Asked how an artist might take up historical responsibility or approach reconciliation, Surls refused to generalize a sensitive topic. He said he can only do it the way he knows how, which for him begins with wood. Borrowing from Will Rogers’ famous humanitarian line, “I never met a man I didn’t like,” Surls said he has never met a piece of wood he didn’t like. The relationship is direct for “Reflections” — the cedar came from a tree stripped by a tornado. All the wood is from a remnant trunk that was left standing bare, “like a telephone pole.” Surls admired the trunk’s survival and tenacity, which seemed able to hold the symbolic weight the institutional commission required.

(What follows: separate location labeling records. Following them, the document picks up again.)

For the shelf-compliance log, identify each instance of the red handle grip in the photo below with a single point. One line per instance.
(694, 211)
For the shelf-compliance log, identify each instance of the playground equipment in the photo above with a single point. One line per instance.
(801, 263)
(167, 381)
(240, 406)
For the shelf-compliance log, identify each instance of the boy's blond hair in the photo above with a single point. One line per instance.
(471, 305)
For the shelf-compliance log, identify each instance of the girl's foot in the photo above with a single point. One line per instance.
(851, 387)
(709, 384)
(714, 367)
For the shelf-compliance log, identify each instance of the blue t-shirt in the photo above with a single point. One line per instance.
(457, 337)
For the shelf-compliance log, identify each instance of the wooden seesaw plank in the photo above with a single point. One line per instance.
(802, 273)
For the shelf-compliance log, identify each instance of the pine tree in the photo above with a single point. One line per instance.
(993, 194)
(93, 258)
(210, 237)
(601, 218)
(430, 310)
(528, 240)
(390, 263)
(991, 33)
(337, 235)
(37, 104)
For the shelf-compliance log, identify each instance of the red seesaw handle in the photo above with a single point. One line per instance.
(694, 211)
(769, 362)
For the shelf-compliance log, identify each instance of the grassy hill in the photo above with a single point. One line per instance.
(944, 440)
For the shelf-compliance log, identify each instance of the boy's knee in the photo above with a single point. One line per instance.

Touching on the current political climate, Surls said we are “out of balance.” He said, “We’ve got to do what some call mid-course corrections, tweak the trajectory.” He avoided partisanship in his diagnosis. Instead, he focuses on deeper, fundamental structural imbalances. This perspective can be seen in recent sculptures, in which an installation of seemingly charred wood surrounds a viewer, with hidden tools sprouting from branches. These tools appear sometimes sharp and menacing. They move with the same natural growth patterns that animate his other work, but here the forms suggest an additional latent violence. To me, they ask whether a capacity for harm carries the promise of future destructive consequences. It’s a kind of Chekhov’s gun for ideological conflict: Must these hidden tools be used, or can the branches return to reaching without armament, toward the heavens?

Considering our precarious time of polarization, Surls’ alignment with the Bush Center reflects a persistent interest in reconciliation. He told me, “Regardless of whose institute it is, I consider it to be an honorable endeavor.” That endeavor, for him, is also personal and local. Speaking about partisan differences, he mentioned his brother, who sits firmly across the aisle. Surls said, “We grew up in the same house, he is a great father and a good man. I don’t agree with him. I can still check my guns at the door, so to speak.” 

Both the installation and his relationship with his brother model a kind of armistice, a peace gesture, that feels rare and urgently needed right now.